Aquí la mañana huele a tierra húmeda y a humo de leña. El viento baja del cerro cargando historias viejas, mientras en el arroyo los venados todavía se atreven a beber agua. Arriba, los gavilanes sobrevuelan con precisión quirúrgica: bajan, aprietan entre sus uñas una polla distraída que pasea por el patio y se la llevan. Nadie protesta. Así funciona la naturaleza. La vida es dura, pero es justa. Lo que no es justo ocurre más abajo, en las terracerías.
En San Lucas Huajotitlán, niños, mujeres, padres y abuelos desgranan maíz criollo, de temporal, herencia viva. El grano cae y suena seco, como un gota en el silencio. Las tortillas se inflan sobre el comal; por la mañana almorzamos picaditas al fuego de leña con salsa de guajillo, manteca y queso bien doradas y por la tarde un rico adobo de pollo acompañadas de un chiquihuite repleto de tortillas salidas del comal. El fuego conversa con las cazuelas de barro y el olor —ese olor— activa la memoria y el gusto, para luego bajar el bocado con un trago de agua fría directa del manantial. Todo está en equilibrio… hasta que alguien se enferma. Ahí empieza el problema.
La familia Vivar lo sabe bien. Son 29 integrantes, entre ellos diez niños y cuatro adolescentes. Viven cerca del sol, sí, pero atrapados por rejas, candados y decisiones ajenas. No pueden salir en motocicleta ni en camioneta cuando hay una urgencia, porque los ejidatarios del poblado de Viborillas de Hidalgo en Chietla, Puebla, mantienen cerradas desde hace quince años las trancas del camino. Rejas de herrería, candados gruesos. Y cuando no basta con eso, cavan enormes hoyos para que ningún vehículo avance. ¡Si quieres pasar tienes que pagar!. Impera la ley del cacique.
Hoyos contra la vida. Poblanos impidiendo el paso a otros poblanos. Campesinos cerrándole el camino a campesinos. La montaña observa en silencio mientras el conflicto humano rompe el equilibrio que la naturaleza sí respeta.
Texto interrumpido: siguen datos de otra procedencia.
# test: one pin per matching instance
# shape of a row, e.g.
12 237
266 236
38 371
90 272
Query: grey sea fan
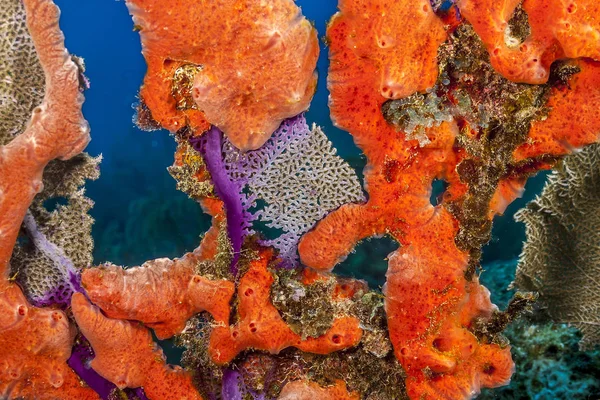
561 257
21 75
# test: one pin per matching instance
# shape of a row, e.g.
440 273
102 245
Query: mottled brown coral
57 128
573 118
431 298
35 343
21 75
251 63
170 290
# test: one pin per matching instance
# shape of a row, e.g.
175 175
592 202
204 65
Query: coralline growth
243 66
560 255
480 95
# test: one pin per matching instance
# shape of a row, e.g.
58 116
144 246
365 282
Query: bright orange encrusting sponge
261 327
35 343
558 29
169 290
127 356
254 64
430 304
573 118
401 42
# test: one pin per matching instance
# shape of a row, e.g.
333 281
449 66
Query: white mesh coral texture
300 178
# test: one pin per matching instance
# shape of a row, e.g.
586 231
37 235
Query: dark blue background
139 213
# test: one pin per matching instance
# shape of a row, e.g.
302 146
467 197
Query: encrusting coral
243 66
21 75
261 327
555 29
170 290
433 299
35 343
426 96
560 255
Aquí, en lo más alto de la montaña el gavilán caza para comer, pero algunos humanos te obligan a pagar para dejar pasar en vehículo al enfermo a Pueblo Nuevo o Viborillas Chietla.
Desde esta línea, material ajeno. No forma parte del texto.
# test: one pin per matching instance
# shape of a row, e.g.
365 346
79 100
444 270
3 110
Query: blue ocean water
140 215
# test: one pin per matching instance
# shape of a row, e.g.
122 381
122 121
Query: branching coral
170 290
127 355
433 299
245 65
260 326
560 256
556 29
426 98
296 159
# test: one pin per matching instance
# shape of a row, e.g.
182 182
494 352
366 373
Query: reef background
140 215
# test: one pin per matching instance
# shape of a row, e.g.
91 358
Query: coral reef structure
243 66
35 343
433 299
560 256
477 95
San Lucas Huajotitlán resiste como puede. Con maíz, con leña, con comunidad. Pero también con miedo. Porque cuando un niño enferma, cuando una mujer necesita atención, cuando un abuelo ya no puede esperar, el camino se convierte en frontera y la salud en un lujo. Este pueblo no pide privilegios. Pide paso. Pide humanidad. Porque no basta con estar cerca del sol si la vida se apaga antes de llegar al médico.
Después de más de dos horas de camino por terracería en una pick up, cruzar un valle de cactus, sortear bajadas, parcelas, subidas por brechas, acantilados y pasar un arroyo llegamos a Huejotitlán Chietla, aquí saludo con respeto a Don Melquiades Vivar Aguilar quien se autonombra “el papá de todos los pollitos”. El llegó cuando apenas tenía siete años de edad, en el año de 1957, emigraron con el abuelo Fastino Aguilar, les dijo que antes había estado Felipa Suárez en 1935.
“Nos dijeron vamos a Huajotitlán, dejemos Chiautla de Tapia que nunca tiene agua, allá en el cerro la tierra es virgen, hay mucha agua que nace, nos hicimos tres días con sus noches caminando y arreando los burros, traíamos dos vasijas de barro con agua y en una brecha donde apenas podía pasar el animal chocamos con piedras y que se rompen, después venía colgada una guajolota y en un tronco se golpeó la cabeza, horas más tarde fue nuestro primer alimento en un buen chilate”, así recuerda el éxodo.
Melquiades Vivar Aguilar cumplió el pasado 10 de diciembre 75 años de edad, es chaparrito, moreno, usa un bastón pero camina más derechito que muchos chamacos que presumen levantar pesas en un gimnasio. Sus brazos parecen dos troncos de mezquite, correoso; sentado en una silla acomoda su gorra y enciende un cigarro, inhala una enorme bocanada que retiene por varios segundos para después expulsarla y entre esa nube densa de tabaco nos pide; ojalá ustedes nos puedan ayudar con las autoridades, no se con quién pero necesitamos que nos abran el pasó allá en Viborillas, el otro día casi se me muere una de mis nietas, la llevaron con el cuerpo atravesado en una moto como si fuera ambulancia, alguien nos tiene que ayudar, por favor no se olviden de nosotros.